AT&T to roll out true 5G to consumers in 'weeks'
It's still chiefly a lower-speed version of the technology, but genuine 5G is shortly to reach 'tens of millions' of AT&T customers across the US. True full speed 5G for businesses is also expanding.
AT&T is to bring a true 5G service to US consumers, with a program rolling it out nationwide over the next few weeks. Unlike its previous and contentious '5GE,' which proved to be only a renamed regular 4G service, the new one will be low-band 5G. AT&T is launching initially in five cities, and will be promoting it when it begins selling the Samsung Galaxy Note 10+ 5G from December.
"When we introduced the US to 5G last year," said Thaddeus Arroyo, CEO, AT&T Consumer, in a statement, "we started with a business-first and experience-based strategy to lay the foundation for innovation to come."
"We're now introducing consumers to the future of wireless with broad 5G service included in our best unlimited plans for 5G devices like the Samsung Galaxy Note 10+ 5G," he continued.
Over the next few weeks, AT&T plans to launch this low-band 5G in Indianapolis, Pittsburgh, Providence (Rhode Island), Rochester (New York), and San Diego.
The company says it has also planned a rollout to many more markets including Boston, Buffalo, San Jose and more, though it has yet to specify a schedule.
AT&T's full-speed service, which the company calls 5G+ and is 5G over the nmmWave spectrum, is currently in parts of 21 cities. The company says speeds in those areas has been increased and that it will be adding the service to parts of a further 9 cities early next year.

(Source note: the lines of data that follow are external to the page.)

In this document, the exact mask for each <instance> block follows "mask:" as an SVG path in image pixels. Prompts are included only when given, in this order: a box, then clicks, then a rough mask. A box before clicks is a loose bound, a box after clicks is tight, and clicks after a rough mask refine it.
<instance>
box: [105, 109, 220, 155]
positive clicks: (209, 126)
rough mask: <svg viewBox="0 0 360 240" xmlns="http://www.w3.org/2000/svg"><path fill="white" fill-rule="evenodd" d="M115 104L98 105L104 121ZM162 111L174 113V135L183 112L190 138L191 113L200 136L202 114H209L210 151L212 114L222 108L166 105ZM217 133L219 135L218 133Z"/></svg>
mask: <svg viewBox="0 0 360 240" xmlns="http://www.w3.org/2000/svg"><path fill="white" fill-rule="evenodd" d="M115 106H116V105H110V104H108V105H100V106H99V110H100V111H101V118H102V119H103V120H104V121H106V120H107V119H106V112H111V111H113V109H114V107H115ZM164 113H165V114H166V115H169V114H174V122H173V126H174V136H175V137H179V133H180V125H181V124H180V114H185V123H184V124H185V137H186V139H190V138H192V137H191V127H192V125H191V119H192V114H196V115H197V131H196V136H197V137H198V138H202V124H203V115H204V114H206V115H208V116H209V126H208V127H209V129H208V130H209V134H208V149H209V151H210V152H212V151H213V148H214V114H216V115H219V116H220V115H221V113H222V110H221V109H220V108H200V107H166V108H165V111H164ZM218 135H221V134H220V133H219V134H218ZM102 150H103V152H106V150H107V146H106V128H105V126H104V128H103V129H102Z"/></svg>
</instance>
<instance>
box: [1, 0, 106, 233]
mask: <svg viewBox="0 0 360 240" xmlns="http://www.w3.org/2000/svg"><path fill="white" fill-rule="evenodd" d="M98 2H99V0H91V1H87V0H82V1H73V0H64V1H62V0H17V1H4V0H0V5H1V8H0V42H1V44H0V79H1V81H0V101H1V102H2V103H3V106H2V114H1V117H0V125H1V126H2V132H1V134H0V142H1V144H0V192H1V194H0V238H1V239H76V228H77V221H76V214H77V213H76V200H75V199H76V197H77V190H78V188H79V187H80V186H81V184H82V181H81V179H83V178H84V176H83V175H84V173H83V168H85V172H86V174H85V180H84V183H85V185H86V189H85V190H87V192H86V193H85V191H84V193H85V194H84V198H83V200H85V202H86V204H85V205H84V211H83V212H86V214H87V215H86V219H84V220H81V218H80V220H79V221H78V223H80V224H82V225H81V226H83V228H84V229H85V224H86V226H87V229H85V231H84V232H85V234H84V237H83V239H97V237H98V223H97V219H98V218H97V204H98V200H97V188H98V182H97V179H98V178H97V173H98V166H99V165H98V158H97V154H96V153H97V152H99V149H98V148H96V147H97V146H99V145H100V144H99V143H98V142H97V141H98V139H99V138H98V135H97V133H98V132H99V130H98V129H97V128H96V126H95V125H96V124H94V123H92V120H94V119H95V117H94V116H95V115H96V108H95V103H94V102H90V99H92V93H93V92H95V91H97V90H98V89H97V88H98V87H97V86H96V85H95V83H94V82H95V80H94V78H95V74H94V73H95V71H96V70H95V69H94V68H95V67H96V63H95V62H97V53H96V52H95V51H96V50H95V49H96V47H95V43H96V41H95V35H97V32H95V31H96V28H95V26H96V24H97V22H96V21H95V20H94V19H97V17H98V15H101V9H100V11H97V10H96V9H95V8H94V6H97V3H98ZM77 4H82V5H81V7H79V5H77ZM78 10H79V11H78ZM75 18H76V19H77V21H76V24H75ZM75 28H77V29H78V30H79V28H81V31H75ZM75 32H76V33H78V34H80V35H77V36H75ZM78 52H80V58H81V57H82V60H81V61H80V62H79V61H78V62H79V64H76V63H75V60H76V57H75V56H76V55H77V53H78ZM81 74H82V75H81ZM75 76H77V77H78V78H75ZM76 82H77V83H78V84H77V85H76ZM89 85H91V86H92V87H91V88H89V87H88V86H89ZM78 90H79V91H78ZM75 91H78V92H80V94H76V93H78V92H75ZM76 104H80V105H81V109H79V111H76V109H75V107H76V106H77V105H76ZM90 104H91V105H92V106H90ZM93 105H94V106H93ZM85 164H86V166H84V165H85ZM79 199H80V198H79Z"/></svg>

To use the low-band 5G service, users will need a compatible phone — iPhones are not expected to have 5G until September 2020 — and to subscribe to specific AT&T packages. The company currently offers its Unlimited Extra or Unlimited Elite plans for $75 and $85 per month respectively.
It says 5G will be added to those plans at no existing cost.
AT&T is promoting the use of the Samsung Galaxy Note 10+ 5G with its service — similarly to how T-Mobile used the Galaxy S10 5G in June. Then AT&T will begin taking orders for that phone itself on November 25. The phone is expected to launch in the first half of December.
This means that Samsung, in conjunction with the AT&T network, is considerably ahead of Apple in bringing 5G to its users. However, by waiting almost a year longer before launching its 5G iPhones, Apple may sidestep the current confusion between these different low-band and mmWave forms of 5G.